Colorado State University creates ‘rigorous’ cannabis degree to help meet industry demand

Colorado State University is launching a cannabis degree program aimed at meeting the demand for experts as legalized cannabis becomes more commonplace across the United States, according to the Associated Press.

The new Cannabis, Biology and Chemistry program at CSU will be similar to a double-major in biology and chemistry, with some specific emphases on analyzing cannabis.

“It’s a rigorous degree geared toward the increasing demand coming about because of the cannabis industry,” College of Science and Mathematics dean David Lehmpuhl told the AP. “Hemp and marijuana has really come to the forefront in a lot of economic sectors in the country. We’re not pro-cannabis or anti-cannabis. What we’re about will be the science, and training students to look at that science.”

The natural products coursework would place students in a lab setting to learn about the genetics of cannabis or other plants with additional courses in neurobiology, biochemistry and genetics, university officials said.

The analytical chemistry coursework would also place students in a lab setting to learn about the chemical compounds, such as determining what kind of cannabidiol concentration should exist in a product, university officials said.

Marijuana is fully legal — both recreationally and medicinally — in 11 states. It is fully illegal in just eight states, with all other states carrying mixed legal status allowing for varying levels of medicinal use, and some having decriminalized the substance to different degrees.

Colorado legalized marijuana in 2014, and has since generated more than $1 billion in revenue from the industry.

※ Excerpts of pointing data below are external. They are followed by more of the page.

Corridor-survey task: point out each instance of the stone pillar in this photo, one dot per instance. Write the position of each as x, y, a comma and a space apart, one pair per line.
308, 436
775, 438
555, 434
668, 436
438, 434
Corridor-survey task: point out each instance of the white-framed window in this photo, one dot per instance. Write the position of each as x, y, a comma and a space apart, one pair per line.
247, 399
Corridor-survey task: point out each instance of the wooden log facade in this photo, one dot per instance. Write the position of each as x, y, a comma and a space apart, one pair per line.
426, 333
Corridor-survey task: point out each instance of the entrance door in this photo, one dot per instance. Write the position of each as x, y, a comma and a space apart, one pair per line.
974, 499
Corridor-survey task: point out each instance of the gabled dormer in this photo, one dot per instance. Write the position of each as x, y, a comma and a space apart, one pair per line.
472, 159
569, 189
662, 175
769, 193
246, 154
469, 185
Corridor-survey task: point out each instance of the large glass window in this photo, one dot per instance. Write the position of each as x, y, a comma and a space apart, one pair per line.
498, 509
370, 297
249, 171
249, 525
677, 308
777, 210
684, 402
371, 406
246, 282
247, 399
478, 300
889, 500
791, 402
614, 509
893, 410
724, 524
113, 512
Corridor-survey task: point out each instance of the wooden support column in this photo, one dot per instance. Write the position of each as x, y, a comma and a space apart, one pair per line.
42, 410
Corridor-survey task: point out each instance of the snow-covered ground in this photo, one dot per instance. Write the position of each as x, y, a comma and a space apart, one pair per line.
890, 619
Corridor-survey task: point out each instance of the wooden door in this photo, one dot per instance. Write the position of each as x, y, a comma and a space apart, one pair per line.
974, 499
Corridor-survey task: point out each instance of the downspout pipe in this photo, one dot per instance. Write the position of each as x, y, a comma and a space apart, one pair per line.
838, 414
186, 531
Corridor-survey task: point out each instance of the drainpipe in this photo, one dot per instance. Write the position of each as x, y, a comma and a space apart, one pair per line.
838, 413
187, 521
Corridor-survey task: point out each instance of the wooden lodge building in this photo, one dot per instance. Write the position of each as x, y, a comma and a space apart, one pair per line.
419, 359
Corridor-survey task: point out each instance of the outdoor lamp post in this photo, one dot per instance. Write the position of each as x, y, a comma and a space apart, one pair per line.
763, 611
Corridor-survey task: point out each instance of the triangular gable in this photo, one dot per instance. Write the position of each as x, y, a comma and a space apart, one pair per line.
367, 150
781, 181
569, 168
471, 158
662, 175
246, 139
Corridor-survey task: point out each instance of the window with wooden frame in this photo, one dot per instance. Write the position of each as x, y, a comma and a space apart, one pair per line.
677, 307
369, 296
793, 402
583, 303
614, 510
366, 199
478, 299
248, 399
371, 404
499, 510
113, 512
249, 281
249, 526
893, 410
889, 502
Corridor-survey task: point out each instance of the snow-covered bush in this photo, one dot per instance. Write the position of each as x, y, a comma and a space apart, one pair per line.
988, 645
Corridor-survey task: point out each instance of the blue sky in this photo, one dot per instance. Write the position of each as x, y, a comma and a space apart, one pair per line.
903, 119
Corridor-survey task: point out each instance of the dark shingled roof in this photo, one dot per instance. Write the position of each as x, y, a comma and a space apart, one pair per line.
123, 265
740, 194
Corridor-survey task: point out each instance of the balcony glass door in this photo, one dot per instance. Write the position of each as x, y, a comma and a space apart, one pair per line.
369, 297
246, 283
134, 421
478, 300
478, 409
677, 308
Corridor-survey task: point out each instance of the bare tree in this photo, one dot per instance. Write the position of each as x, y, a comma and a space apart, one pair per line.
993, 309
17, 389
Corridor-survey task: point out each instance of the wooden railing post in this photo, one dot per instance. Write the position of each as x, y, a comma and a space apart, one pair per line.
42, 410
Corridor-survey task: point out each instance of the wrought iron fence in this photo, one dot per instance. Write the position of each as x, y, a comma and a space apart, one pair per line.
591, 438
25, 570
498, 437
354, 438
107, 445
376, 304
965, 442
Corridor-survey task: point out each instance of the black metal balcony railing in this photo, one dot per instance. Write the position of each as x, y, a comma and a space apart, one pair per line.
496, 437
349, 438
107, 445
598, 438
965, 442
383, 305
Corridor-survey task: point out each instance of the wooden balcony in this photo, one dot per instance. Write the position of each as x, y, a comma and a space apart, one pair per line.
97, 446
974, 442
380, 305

When marijuana is legalized to any degree in a state, there comes a rush of would-be entrepreneurs seeking licenses to open dispensaries, as well as a need for pharmacies and qualified pharmacists to run them. Also, experts are needed to handle research and production of legal marijuana that meets whatever state guidelines apply.

The university had previously established the Institute of Cannabis Research in 2016 at its Pueblo campus, where the new cannabis degree program will be. The campus had a minor program in cannabis studies.